Label fesyen yang berbasis di London, CuteCircuit, juga menggunakan konsep serupa untuk membuat jaket berteknologi tinggi yang disebut the soundshirt”. Jaket tersebut memungkinkan orang dengan disabilitas Tuli merasakan musik melalui getaran sesuai dengan nada musik yang didengar.  

Jaket ini dibuat menggunakan sensor dengan teknologi haptic yang disematkan ke dalam kain. Walaupun mengenakan pakaian yang memiliki banyak sensor terdengar tidak nyaman, Hermon dan Heroda Berhane, desainer di balik label tersebut, mengatakan kepada Reuters bahwa sensor pada jaket tersebut terhubung dengan kain pintar dengan sistem mikroelektronik sehingga membuatnya tetap lembut, elastis, dan nyaman. 

Panggilan agar fesyen di Indonesia lebih inklusif

Pasar global untuk fesyen adaptif telah tumbuh secara eksponensial dan dilaporkan akan mencapai $300 juta pada 2028. Walaupun demikian, di tengah perkembangan di industri fesyen global tersebut, industri fesyen Indonesia terkesan sangat tertinggal karena kondisi keberadaan fesyen adaptif di pasar Indonesia yang mendekati titik nol.

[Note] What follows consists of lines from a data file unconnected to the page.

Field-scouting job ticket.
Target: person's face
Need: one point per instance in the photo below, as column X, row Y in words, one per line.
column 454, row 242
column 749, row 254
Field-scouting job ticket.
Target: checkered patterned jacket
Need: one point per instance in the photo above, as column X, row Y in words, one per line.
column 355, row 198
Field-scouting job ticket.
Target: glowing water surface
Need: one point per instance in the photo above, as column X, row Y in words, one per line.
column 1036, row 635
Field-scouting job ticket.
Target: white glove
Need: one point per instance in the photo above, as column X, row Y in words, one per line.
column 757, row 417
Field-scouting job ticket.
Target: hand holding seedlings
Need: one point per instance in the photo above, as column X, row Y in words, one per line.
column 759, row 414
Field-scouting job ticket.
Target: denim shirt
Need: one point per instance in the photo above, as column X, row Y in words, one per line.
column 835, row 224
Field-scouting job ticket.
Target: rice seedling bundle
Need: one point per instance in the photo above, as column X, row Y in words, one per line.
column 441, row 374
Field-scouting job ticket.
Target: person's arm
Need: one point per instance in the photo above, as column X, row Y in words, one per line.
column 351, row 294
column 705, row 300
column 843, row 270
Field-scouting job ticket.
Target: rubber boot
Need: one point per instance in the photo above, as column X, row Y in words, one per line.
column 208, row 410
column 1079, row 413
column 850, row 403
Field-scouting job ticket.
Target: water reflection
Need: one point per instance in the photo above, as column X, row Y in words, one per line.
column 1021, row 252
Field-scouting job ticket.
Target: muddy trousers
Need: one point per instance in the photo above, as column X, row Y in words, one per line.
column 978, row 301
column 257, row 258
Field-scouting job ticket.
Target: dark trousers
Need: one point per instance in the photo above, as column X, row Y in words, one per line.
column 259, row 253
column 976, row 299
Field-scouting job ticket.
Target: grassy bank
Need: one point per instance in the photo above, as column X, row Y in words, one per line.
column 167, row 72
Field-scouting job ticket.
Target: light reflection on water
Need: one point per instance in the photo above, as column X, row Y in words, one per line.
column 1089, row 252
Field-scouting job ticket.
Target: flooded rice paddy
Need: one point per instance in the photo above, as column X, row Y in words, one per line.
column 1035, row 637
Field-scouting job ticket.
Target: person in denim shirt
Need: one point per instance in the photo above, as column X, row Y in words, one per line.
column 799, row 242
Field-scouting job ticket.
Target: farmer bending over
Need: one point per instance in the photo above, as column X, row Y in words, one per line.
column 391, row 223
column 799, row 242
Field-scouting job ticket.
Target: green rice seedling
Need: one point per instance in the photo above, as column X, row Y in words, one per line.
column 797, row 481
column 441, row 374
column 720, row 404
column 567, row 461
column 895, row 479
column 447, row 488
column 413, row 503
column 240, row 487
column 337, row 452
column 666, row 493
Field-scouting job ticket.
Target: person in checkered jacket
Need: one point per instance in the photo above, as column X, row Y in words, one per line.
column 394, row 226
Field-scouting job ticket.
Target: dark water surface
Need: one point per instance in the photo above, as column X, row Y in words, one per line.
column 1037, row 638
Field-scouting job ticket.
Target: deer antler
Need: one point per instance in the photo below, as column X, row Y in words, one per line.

Pasar fesyen adaptif di Indonesia masih tergolong kecil karena hanya diwakili oleh beberapa label fesyen, seperti Adaptive Clothing Indonesia. Konsumen seperti Ilma mengaku masih sulit menemukan label fesyen di Indonesia yang memiliki desain-desain yang adaptif. “Aku kira belum ada di Indonesia. Aku rasa orang-orang juga tidak tahu tentang fesyen adaptif karena tidak ada awareness-nya,” jelasnya.

Dengan lebih dari 7 juta orang dengan disabilitas yang aktif bekerja di Indonesia per 2021, kelompok disabilitas Indonesia menjadi pasar yang belum tersentuh dan yang sangat perlu diperhatikan oleh industri fesyen Indonesia.

Ilma melihat bahwa agar dapat menjadi lebih inklusif terhadap kelompok disabilitas, industri fesyen Indonesia perlu meningkatkan kesadaran disabilitasnya terlebih dahulu. “Karena kesadaran disabilitas di Indonesia masih rendah, kita harus meningkatkan kesadaran disabilitas terlebih dahulu sebelum kita sampai pada titik di mana fesyen dapat mengakomodasi kebutuhan kita.”

Dengan diserukannya permintaan terhadap industri fesyen Indonesia untuk meningkatkan aspek inklusivitasnya, Ilma juga mendorong kelompok disabilitas di Indonesia untuk menyuarakan suaranya, “teman-teman disabilitas juga harus mengadvokasi diri mereka sendiri dan membuat suara kita didengar oleh industri fesyen bahwa kita membutuhkan mode adaptif untuk juga hadir di sini.”